Always interesting in its variety, and occasionally great in the execution. Wolf Alice are still the least settled British Indie Rock band.
We probably don’t give Wolf Alice enough credit for being consistently apparent on Radio 1 playlists. They’re not an easy group to categorise: too ominously moody for the Pop-Rock sold by The 1975, not always raucous enough for the nascent hardcore of Royal Blood crowds, and with surely broader influences than the pleasant power chord pummelling Indie of Catfish And The Bottlemen and Circa Waves. That Visions Of A Life is more experimental, and more varied than their debut is impressive. And if the sacrifice for that is losing the first album’s consistency and new music smell, it’s not a bad deal.
There’s an affinity for My Love Is Cool’s opening ‘Turn To Dust’ in ‘Heavenward’, but where the former downshifted into shoegaze from dreamy wah-wah chords, the latter uplifts wistful distortions to become a blissfully driven hymn. Even Joff Oddie’s bridge guitar solo, diffident of your attention, holds it elegantly through his improvisational melody. It’s a magical tune, like looking at an emo rock song through a kaleidoscope.
There are songs here that make up what appears to be Wolf Alice’s mission statement: to be both masters of disguise and the centre of attention. ‘Yuk Foo’ is a proto-feminist punk anthem that goes straight for the enemy’s scrotum. Ellie Rowsell’s delivery here mirrors the confrontational confidence of ‘You’re A Germ’ as well as the sense of humour – the bridge cathartically reminding us “Yeah I have feelings, ‘cause I’m a human/A totally self-destructive, constantly consuming/And now I’m fucked, and that fucks you too/So fuck the world, and you, and you and you and//You bore me!”. There’s even a degree of political awareness here that the band hadn’t previously shown. After all the last memorable usage of any derivative of “deplore” was its able implementation by Secretary Hillary Clinton.

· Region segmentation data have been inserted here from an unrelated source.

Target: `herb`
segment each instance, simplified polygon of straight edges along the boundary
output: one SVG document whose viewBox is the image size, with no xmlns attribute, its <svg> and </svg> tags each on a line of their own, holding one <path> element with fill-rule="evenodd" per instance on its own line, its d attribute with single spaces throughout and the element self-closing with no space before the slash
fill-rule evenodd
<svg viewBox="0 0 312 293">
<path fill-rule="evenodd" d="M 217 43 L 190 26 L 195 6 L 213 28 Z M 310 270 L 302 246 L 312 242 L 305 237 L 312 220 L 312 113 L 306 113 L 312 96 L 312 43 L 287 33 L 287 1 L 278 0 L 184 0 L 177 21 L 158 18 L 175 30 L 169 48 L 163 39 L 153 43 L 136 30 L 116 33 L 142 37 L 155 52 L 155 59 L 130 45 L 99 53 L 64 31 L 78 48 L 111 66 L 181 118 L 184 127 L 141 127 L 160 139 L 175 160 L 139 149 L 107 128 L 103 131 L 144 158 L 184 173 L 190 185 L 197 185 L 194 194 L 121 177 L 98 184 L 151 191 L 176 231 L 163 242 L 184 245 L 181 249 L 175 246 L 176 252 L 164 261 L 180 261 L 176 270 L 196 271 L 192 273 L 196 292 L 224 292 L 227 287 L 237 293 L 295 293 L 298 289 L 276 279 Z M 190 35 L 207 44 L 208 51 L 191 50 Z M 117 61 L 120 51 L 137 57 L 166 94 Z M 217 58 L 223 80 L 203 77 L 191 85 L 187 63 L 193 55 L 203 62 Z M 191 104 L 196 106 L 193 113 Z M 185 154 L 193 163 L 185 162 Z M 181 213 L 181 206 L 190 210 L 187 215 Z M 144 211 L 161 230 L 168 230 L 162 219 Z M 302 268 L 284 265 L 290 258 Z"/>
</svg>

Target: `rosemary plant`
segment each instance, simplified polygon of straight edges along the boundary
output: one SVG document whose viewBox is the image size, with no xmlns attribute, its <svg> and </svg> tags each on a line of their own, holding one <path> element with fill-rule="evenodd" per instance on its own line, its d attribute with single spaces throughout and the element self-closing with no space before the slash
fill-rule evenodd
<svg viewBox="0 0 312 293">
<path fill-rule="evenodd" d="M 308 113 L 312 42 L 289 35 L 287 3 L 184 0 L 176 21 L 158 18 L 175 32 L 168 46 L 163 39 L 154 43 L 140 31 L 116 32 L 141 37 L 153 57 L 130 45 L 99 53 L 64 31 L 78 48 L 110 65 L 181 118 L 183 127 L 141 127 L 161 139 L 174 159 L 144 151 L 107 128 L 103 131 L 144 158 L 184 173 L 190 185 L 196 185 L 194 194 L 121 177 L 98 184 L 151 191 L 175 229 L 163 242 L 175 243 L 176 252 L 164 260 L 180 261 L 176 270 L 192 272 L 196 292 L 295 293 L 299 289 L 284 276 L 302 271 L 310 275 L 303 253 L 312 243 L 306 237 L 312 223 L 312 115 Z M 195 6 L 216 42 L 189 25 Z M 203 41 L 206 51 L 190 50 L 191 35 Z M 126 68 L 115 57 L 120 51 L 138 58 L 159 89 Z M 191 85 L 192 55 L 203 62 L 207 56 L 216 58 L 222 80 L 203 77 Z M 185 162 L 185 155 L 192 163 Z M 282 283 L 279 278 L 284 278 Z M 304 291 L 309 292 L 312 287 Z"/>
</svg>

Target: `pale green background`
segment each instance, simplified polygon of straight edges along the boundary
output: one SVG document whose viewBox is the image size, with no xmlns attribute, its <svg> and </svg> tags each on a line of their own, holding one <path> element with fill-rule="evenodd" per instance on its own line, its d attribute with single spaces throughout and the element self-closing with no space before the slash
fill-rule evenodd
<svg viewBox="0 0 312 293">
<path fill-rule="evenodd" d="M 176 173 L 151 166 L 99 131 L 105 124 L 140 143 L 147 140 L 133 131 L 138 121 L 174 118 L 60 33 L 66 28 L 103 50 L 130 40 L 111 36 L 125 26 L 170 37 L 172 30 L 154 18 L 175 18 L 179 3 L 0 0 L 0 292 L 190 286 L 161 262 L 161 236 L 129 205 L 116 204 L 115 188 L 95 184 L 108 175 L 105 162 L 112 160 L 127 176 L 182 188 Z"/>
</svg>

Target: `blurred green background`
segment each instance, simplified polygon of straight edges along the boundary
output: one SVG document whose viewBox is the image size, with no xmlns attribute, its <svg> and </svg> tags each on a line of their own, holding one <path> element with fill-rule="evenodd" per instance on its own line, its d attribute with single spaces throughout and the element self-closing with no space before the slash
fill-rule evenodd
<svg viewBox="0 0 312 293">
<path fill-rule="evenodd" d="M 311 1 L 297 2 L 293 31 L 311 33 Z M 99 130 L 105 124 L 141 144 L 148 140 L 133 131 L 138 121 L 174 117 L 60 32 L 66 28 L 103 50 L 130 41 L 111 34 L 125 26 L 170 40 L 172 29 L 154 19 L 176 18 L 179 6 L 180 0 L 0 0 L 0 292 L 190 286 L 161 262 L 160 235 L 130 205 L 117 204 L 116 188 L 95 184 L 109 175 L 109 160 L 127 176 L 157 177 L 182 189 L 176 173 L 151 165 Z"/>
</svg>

At its best, Visions feels like an eager graduate’s overstuffed CV – “look upon my variety of talent, and despair!”. That’s not a criticism, it’s an observation. ‘Don’t Delete The Kisses’ = is a hypnotic synth narrative of adolescent yearning which might have been cut from I Like It When You Sleep…. There’s a stab at indie rock akin to Circa Waves and White Reaper in the relationship ultimatum of ‘Space & Time’. The funkily seductive ‘Formidable Cool’ mixes Morriconian Western threat with the confidence of a Soderbergh heist. It’s appropriate since its lyrics revel in the attractive facades worn by boys and girls, and the ugliness behind them: “you knew it was all an act/Then why are you crying?/What d’you think when you saw us?/Oh it might be fun/I believed what they told us/I believed in love”. And ‘Sky Musings’ is practically a piece of spoken word; a panic attack which unravels the narrator aboard a plane, until the pressure explodes into a plea to God, in which the synths and cymbals take hold of the melody.
But not all its differentiation efforts are additives. ‘St Purple & Green’ may begin with a choral religious calm, but it promptly breaks into the hardcore scene, then suddenly heads back to quiet, before ultimately dipping into psychedelia – blurring three songs, alike in restless rebellion, distinct in tones. ‘Planet Hunter’ is more focused, but it’s also less attention-grabbing; it’s the only time that Ellie’s vocal performance comes across as genuinely disinterested. There’s a peaceful, harp-centric take on the singer-songwriter style of Joni Mitchell and Leonard Cohen with ‘After The Zero Hour’, a fable about a girl with a lust for life – “High on curiosity/High on power.” It’d be a surprising, and slight finale, except it precedes the band’s longest, hardest track. The album’s eponymous closer climaxes roughly nine times before it ends, exhausting both its impact and audience.
If this all sounds overly negative, it’s not meant to be. Visions Of A Life isn’t a “mixed” album, nor a dense one: it’s a busy, attention deficit album. Wolf Alice clearly love wearing different genre hats, regardless of fashion or function. That eccentricity, in all its mad scientist volatility, is on this sophomore record, and it’s an asset all on its own.
Visions Of A Life is released in the UK on 29th September 2017 via Dirty Hit.